Selected viruses, spyware, and other threats: sorted alphabetically

Installation

When executed, the backdoor copies itself in the %system% folder using the following filename:

smss.exe

The file is executed as a thread in the folowing process:

%system%\svchost.exe

In order to be executed on every system start, the backdoor sets the following Registry entry:

[HKEY_LOCAL_MACHINE\SOFTWARE\Microsoft\Windows\CurrentVersion\Run]
".nvsvc" = "%system%\smss.exe /w"

 

The following Registry entries are set:

[HKEY_LOCAL_MACHINE\SYSTEM\CurrentControlSet\Services\wuauserv]
"Start" = "4"

[HKEY_LOCAL_MACHINE\SYSTEM\CurrentControlSet\Services\SharedAccess\Parameters\FirewallPolicy\StandardProfile\AuthorizedApplications\List]
"%system%\smss.exe" = "%system%\smss.exe:*:Enabled:Microsoft Update"

 

This disables the Automatic Updates service.
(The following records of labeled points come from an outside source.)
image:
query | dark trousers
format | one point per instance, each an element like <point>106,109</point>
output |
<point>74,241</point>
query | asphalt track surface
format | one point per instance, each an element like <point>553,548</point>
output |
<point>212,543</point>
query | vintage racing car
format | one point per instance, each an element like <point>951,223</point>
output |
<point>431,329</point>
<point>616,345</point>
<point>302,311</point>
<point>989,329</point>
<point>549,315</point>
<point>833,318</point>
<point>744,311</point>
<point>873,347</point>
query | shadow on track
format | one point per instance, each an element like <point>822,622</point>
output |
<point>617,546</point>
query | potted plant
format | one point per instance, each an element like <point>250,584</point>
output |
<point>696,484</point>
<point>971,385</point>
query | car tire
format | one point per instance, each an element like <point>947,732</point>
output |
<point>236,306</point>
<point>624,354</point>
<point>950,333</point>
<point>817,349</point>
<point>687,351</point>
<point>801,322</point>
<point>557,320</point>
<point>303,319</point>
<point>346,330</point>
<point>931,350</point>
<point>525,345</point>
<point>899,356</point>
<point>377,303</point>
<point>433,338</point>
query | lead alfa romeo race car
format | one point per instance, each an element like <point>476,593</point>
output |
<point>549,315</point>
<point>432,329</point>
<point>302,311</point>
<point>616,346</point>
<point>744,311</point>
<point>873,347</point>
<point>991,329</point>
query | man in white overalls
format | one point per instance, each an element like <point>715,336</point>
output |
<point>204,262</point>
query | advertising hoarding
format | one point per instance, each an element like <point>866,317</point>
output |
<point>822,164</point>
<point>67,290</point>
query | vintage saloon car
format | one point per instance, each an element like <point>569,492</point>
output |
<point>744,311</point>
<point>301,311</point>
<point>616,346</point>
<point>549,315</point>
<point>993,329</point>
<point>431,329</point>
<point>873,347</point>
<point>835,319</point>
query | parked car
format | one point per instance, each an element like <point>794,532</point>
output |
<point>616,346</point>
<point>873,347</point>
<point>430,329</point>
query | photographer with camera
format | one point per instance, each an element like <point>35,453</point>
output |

By adding an exception in Windows Firewall settings, the backdoor ensures that it is not blocked.

Other information

The backdoor connects to the IRC network. It can be controlled remotely. The backdoor can download a file from the Internet. The file is then executed.

The program disables various security related applications.